Apoplast Pathway: Water moves exclusively through the cell walls and intercellular spaces of the cortical cells. It does not cross any cell membrane, except potentially the plasma membrane of the root hair cell itself. This pathway is faster and offers little resistance to water movement. However, this pathway is blocked at the endodermis by the Casparian strips.
Symplast Pathway: Water moves through the cytoplasm of adjacent cells, connected by plasmodesmata (cytoplasmic bridges). Water enters a cell through the plasma membrane and then moves from cell to cell through the symplast. This pathway is slower as water has to cross cell membranes multiple times.

At the endodermis, the Casparian strips (made of suberin, impermeable to water) force water to enter the cytoplasm of the endodermal cells (symplast pathway) before entering the xylem. This ensures that water and dissolved minerals are filtered and transported selectively.

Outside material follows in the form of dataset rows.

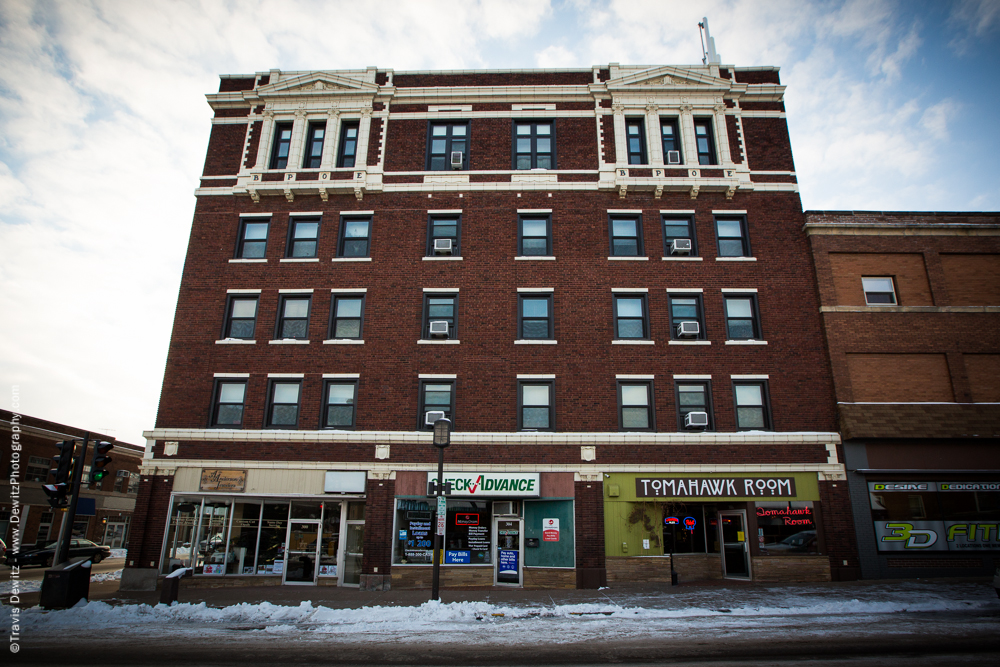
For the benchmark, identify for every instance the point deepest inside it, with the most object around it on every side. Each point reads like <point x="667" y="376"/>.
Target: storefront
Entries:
<point x="500" y="529"/>
<point x="292" y="538"/>
<point x="763" y="527"/>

Once inside the xylem vessels (which are non-living hollow tubes), water moves freely upwards.

Diagram showing apoplast and symplast pathways of water movement in root cortex, highlighting Casparian strip

*(Image shows a cross-section of root cortex and endodermis, illustrating water movement through cell walls (apoplast) and through cytoplasm connected by plasmodesmata (symplast), showing the barrier function of the Casparian strip in the endodermis)*

Water Movement Up A Plant

Several forces are involved in the ascent of sap. The two main ones are Root Pressure and Transpiration Pull.

Root Pressure:

This is a positive hydrostatic pressure that develops in the xylem sap of the root when the rate of water absorption is greater than the rate of transpiration (e.g., at night or in conditions of high humidity).
Active absorption of ions by root cells leads to an increase in the solute concentration within the xylem, causing water to move into the xylem by osmosis, generating a positive pressure (root pressure).
Root pressure can push water up to a small height. It can be observed as guttation (exudation of water droplets from leaf margins in some herbaceous plants in the morning).
Root pressure is not sufficient to account for water transport in tall trees.

Transpiration Pull

The most widely accepted theory for the ascent of sap in tall plants is the Cohesion-Tension-Transpiration Pull theory. This theory proposes that water is primarily pulled up the xylem from the roots to the leaves due to the tension created by transpiration.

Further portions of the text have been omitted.